Nvidia CEO Jensen Huang delivers a keynote speech during the Nvidia GTC AI conference at SAP Center on March 18, 2024 in San Jose, California.
Justin Sullivan | Getty Images
The new generation of AI-powered graphics processors is called Blackwell. Blackwell's first chip is called the GB200 and will ship later this year. Nvidia has been luring its customers with more powerful chips to stimulate new orders. For example, companies and software makers are still scrambling to obtain current generation “Hopper” H100 chips and similar chips.
“Hopper is great, but we need bigger GPUs,” Nvidia CEO Jensen Huang said Monday at the company's developer conference in California.
Nvidia shares fell more than 1% in extended trading Monday.
The company also introduced a revenue-generating program called NIM that will facilitate the deployment of AI, giving customers another reason to continue using Nvidia chips amid a growing field of competitors.
Nvidia executives say the company has become less of a mercenary chip provider, and more of a platform provider, like Microsoft or Apple, on which other companies can build software.
“Blackwell is not a chip, it is the name of a platform,” Huang said.
“The commercially salable product was the GPU and the software was intended to help people use the GPU in different ways,” Nvidia Foundation Vice President Manuvir Das said in an interview. “Of course, we still do that. But what's really changed is that we actually have a business software company now.”
Das said Nvidia's new software will make it easier to run software on any of Nvidia's GPUs, even older ones that may be better suited for deployment but not for building AI.
“If you're a developer, and you have an interesting model that you want people to adopt, if you put it into NIM, we'll make sure it's playable on all our GPUs, so you can reach a lot of people,” Das said.
Nvidia's GB200 Grace Blackwell Superchip, with two B200 GPUs and one Arm-based CPU.
Every couple of years Nvidia updates its GPU architecture, unlocking a huge jump in performance.

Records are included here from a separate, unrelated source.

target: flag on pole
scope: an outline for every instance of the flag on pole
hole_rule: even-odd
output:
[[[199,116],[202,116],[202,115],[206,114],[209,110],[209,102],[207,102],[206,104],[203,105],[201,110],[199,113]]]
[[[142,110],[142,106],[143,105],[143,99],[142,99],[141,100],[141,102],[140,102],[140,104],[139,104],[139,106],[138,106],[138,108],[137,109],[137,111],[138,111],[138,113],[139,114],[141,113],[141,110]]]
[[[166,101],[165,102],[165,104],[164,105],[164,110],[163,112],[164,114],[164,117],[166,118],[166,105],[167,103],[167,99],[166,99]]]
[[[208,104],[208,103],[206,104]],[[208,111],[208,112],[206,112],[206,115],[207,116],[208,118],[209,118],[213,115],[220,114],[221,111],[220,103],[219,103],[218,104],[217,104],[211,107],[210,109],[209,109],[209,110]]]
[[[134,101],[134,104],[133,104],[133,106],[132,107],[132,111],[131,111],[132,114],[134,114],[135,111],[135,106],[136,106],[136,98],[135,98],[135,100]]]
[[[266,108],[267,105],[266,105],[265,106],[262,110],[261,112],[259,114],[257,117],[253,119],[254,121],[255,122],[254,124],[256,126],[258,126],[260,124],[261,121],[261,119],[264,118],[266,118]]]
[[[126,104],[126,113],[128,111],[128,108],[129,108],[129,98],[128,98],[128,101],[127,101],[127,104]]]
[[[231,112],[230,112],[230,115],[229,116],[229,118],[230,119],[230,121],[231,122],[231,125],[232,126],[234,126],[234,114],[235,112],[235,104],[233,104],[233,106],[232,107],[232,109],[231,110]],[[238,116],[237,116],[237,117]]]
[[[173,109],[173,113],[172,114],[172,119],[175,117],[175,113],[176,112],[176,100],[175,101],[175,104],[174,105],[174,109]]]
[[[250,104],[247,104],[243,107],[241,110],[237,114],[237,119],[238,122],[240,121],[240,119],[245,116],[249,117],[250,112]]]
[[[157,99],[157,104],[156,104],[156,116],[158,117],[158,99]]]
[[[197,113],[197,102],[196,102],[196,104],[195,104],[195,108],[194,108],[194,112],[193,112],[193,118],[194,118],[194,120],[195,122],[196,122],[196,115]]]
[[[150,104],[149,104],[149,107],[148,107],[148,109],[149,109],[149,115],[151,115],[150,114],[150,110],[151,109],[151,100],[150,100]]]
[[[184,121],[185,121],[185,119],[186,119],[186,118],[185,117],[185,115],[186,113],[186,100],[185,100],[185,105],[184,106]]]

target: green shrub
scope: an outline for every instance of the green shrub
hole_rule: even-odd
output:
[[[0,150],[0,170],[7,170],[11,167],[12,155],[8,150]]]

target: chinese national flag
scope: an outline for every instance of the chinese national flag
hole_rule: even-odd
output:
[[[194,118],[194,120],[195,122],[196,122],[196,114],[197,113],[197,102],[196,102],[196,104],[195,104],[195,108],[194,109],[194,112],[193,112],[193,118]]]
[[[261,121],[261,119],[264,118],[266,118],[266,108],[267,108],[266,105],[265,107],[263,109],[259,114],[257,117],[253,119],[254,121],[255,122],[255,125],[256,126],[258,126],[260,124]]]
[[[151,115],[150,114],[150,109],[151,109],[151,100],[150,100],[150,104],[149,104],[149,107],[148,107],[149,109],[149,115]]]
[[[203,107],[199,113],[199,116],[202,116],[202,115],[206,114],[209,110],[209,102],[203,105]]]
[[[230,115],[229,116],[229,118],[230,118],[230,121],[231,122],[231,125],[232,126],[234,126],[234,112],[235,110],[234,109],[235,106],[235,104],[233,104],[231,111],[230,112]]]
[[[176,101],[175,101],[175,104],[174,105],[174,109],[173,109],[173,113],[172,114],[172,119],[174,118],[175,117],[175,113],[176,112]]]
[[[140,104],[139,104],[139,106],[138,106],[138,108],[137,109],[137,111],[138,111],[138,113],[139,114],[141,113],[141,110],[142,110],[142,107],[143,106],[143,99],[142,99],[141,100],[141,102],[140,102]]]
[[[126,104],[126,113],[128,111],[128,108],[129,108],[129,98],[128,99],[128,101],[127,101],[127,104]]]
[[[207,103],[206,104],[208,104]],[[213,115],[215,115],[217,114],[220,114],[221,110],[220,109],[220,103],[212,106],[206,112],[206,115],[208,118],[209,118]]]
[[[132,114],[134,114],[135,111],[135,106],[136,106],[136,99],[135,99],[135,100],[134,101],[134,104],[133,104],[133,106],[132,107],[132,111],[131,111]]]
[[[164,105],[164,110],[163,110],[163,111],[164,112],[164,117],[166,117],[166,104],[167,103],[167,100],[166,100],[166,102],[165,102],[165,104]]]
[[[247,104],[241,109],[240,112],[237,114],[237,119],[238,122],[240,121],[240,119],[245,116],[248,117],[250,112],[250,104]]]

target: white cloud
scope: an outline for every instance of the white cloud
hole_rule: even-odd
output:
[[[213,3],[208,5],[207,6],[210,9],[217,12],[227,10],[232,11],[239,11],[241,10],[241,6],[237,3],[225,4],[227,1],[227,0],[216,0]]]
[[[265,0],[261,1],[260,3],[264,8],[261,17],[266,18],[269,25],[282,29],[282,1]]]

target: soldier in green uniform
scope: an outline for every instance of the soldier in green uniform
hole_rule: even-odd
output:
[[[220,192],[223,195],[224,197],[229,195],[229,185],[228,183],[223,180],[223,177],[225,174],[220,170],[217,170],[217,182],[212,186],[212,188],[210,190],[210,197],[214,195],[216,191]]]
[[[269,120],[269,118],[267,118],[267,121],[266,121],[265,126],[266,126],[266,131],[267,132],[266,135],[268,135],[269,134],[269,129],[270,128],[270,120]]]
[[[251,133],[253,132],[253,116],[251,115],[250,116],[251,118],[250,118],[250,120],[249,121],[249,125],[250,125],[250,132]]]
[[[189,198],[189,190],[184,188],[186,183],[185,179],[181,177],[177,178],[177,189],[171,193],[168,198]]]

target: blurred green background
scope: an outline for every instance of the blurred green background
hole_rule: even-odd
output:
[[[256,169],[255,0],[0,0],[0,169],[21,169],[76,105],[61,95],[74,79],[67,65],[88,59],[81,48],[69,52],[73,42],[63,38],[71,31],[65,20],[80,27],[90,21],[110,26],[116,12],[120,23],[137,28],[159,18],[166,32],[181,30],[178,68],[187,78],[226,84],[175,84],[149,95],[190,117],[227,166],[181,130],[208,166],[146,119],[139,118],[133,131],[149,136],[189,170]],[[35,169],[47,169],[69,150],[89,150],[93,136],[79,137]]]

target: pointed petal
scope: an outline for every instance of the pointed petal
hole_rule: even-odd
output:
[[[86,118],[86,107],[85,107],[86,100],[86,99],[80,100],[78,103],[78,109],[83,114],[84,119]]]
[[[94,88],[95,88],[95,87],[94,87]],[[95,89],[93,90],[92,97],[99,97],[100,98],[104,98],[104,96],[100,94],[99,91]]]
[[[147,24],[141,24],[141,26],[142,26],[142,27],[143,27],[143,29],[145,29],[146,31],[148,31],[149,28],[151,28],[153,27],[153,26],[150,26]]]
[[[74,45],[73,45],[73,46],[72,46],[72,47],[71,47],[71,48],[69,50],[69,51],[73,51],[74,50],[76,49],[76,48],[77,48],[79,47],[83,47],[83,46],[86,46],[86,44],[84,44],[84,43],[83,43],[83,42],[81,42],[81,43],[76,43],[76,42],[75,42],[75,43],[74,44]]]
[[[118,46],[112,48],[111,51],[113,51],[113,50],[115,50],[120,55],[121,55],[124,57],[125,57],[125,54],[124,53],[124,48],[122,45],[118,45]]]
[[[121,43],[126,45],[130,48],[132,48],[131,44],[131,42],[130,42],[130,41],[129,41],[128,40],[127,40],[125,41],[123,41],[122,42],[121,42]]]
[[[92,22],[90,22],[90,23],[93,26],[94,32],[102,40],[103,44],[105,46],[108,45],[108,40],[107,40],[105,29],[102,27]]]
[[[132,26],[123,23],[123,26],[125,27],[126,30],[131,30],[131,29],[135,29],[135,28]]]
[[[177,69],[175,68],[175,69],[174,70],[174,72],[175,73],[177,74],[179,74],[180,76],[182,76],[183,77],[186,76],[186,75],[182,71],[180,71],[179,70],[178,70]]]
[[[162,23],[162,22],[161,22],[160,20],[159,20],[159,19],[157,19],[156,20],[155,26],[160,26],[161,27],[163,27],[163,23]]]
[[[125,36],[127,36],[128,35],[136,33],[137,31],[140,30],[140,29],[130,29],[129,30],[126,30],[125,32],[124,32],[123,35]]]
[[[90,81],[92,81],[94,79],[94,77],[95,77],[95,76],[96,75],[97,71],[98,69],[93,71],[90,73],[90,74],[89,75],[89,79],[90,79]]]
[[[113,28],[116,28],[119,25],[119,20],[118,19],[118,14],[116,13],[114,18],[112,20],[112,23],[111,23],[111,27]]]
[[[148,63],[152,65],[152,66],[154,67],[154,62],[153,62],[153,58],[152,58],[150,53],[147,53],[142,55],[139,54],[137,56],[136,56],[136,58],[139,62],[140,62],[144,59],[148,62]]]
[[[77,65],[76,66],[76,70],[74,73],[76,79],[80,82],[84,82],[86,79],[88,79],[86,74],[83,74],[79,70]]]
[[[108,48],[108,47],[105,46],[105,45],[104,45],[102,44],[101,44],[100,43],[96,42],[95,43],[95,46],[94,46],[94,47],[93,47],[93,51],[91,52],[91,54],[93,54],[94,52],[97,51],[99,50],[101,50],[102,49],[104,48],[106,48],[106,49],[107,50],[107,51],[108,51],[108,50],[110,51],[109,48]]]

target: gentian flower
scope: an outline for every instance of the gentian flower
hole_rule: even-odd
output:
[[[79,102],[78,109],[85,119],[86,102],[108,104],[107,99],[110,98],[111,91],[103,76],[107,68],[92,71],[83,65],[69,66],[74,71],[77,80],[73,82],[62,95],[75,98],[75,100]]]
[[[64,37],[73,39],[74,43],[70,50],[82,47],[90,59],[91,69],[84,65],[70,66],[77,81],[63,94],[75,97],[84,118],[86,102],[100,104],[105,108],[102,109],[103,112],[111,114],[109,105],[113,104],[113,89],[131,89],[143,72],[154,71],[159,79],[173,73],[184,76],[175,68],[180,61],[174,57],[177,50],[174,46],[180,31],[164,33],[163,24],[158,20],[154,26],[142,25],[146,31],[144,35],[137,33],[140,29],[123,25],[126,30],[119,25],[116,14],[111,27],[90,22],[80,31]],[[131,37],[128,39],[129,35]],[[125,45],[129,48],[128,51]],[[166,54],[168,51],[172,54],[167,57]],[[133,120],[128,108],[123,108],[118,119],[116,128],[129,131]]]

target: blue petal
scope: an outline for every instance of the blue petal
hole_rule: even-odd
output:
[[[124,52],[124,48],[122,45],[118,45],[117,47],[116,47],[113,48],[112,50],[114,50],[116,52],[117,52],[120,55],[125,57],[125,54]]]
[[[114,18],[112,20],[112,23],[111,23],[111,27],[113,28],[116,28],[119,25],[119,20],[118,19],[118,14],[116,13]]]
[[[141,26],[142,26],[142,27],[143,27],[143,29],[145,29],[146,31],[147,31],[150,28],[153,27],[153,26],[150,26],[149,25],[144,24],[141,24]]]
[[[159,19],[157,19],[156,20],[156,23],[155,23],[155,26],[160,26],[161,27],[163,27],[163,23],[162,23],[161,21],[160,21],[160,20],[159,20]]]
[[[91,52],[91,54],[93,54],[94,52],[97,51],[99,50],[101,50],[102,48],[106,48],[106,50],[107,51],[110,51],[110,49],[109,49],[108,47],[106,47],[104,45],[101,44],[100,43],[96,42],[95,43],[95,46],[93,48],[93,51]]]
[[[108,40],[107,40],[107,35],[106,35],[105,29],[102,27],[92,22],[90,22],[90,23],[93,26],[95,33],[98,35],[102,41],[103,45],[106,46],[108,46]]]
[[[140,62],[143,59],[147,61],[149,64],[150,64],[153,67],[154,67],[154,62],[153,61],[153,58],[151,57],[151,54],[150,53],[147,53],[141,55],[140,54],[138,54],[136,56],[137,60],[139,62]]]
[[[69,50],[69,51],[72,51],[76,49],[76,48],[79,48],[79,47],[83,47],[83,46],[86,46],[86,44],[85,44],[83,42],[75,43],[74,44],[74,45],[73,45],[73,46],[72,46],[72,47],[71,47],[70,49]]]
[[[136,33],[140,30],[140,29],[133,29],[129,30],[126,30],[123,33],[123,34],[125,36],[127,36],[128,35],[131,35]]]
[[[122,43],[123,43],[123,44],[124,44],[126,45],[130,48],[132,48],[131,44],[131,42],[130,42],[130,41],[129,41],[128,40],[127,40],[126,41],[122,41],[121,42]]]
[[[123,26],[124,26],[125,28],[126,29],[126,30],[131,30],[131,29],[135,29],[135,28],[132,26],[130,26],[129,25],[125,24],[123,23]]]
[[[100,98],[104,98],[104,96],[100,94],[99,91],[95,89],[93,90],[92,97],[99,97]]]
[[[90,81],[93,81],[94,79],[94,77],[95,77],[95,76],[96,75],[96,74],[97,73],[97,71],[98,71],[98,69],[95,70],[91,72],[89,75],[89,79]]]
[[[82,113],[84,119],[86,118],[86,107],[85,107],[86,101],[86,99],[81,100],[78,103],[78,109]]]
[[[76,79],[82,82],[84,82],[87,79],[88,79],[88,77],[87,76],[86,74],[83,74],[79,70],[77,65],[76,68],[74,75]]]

Many of the AI models released over the past year have been trained on the company's Hopper architecture — which chips like the H100 uses — which will be announced in 2022.
Nvidia says Blackwell-based processors, like the GB200, offer a massive performance upgrade for AI companies, with 20 petaflops in AI performance versus 4 petaflops for the H100. Nvidia said the additional processing power will enable AI companies to train larger, more complex models.
The chip includes what Nvidia calls a “transformer engine specifically designed to power transformer-based AI, one of the core technologies underlying ChatGPT.”
The Blackwell GPU is large and combines two separately manufactured dies into a single chip made by TSMC. It will also be available as a complete server called the GB200 NVLink 2, combining 72 Blackwell GPUs and other Nvidia parts designed to train AI models.
Nvidia CEO Jensen Huang compares the size of the new “Blackwell” chip with the current “Hopper” H100 chip at the company's developer conference, in San Jose, California.
Nvidia
Amazon, Google, Microsoft and Oracle will sell access to the GB200 through cloud services. The GB200 combines two B200 Blackwell GPUs with a single Arm-based Grace CPU. Nvidia said Amazon Web Services will build a server farm containing 20,000 GB200 chips.
Nvidia said the system can deploy a model containing 27 trillion parameters. This is much larger than even the largest models, such as GPT-4, which is said to contain 1.7 trillion parameters. Many AI researchers believe that larger models contain more parameters and data It can unlock new abilities.
Nvidia did not provide a cost for the new GB200 or the systems used in it. Nvidia's Hopper-based H100 costs between $25,000 and $40,000 per chip, with complete systems costing up to $200,000, according to analyst estimates.
Nvidia will also sell the B200 GPUs as part of a complete system that takes up an entire server rack.
Nvidia also announced that it is adding a new product called NIM, which stands for Nvidia Inference Microservice, to its Nvidia Enterprise program subscription.
NIM makes it easier to use legacy Nvidia GPUs for inference, or the process of running AI programs, and will allow companies to continue using the hundreds of millions of Nvidia GPUs they already own. Inference requires less computational power than initial training of a new AI model. NIM allows companies that want to run their own AI models, rather than purchasing access to AI results as a service from companies like OpenAI.
The strategy is to get customers who buy Nvidia-based servers to subscribe to Nvidia Enterprise, which costs $4,500 per GPU per year to license.
Nvidia will work with AI companies like Microsoft or Hugging Face to ensure its AI models are tuned to run on all compatible Nvidia chips. Then, using NIM, developers can efficiently run the model on their own servers or Nvidia's cloud-based servers without a lengthy configuration process.
“In my code, where I was calling OpenAI, I would replace one line of code to point it to the NIM that I got from Nvidia instead,” Das said.
Nvidia says the software will also help AI run on GPU-equipped laptops, rather than servers in the cloud.